Background: Targeted capture of genomic regions reduces sequencing cost while generating higher coverage by allowing biomedical researchers to focus on specific loci of interest, such as exons. Targeted capture also has the potential to facilitate the generation of genomic data from DNA collected via saliva or buccal cells. DNA samples derived from these cell types tend to have a lower human DNA yield, may be degraded from age and/or have contamination from bacteria or other ambient oral microbiota. However, thousands of samples have been previously collected from these cell types, and saliva collection has the advantage that it is a non-invasive and appropriate for a wide variety of research.

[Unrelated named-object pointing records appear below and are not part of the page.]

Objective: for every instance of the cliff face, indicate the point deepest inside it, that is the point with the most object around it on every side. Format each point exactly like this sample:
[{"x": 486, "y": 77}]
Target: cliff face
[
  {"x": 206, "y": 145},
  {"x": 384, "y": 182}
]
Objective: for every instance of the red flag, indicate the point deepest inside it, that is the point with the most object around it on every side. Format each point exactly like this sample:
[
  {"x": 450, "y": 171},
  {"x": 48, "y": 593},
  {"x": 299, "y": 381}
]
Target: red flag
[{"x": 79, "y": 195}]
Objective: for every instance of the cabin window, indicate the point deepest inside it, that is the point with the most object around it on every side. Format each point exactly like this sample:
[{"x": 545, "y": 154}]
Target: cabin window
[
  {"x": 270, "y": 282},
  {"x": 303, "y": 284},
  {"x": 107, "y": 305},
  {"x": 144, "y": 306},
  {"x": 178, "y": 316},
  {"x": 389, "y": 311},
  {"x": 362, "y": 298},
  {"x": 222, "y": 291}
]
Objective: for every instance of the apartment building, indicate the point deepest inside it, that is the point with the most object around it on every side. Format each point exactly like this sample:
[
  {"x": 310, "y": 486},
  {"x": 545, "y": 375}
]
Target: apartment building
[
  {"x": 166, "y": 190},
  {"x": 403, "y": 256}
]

Results: We demonstrate successful enrichment and sequencing of 15 South African KhoeSan exomes and 2 full genomes with samples initially derived from saliva. The expanded exome dataset enables us to characterize genetic diversity free from ascertainment bias for multiple KhoeSan populations, including new exome data from six HGDP Namibian San, revealing substantial population structure across the Kalahari Desert region. Additionally, we discover and independently verify thirty-one previously unknown KIR alleles using methods we developed to accurately map and call the highly polymorphic HLA and KIR loci from exome capture data. Finally, we show that exome capture of saliva-derived DNA yields sufficient non-human sequences to characterize oral microbial communities, including detection of bacteria linked to oral disease (e.g. Prevotella melaninogenica). For comparison, two samples were sequenced using standard full genome library preparation without exome capture and we found no systematic bias of metagenomic information between exome-captured and non-captured data.
Conclusions: DNA from human saliva samples, collected and extracted using standard procedures, can be used to successfully sequence high quality human exomes, and metagenomic data can be derived from non-human reads. We find that individuals from the Kalahari carry a higher oral pathogenic microbial load than samples surveyed in the Human Microbiome Project. Additionally, rare variants present in the exomes suggest strong population structure across different KhoeSan populations.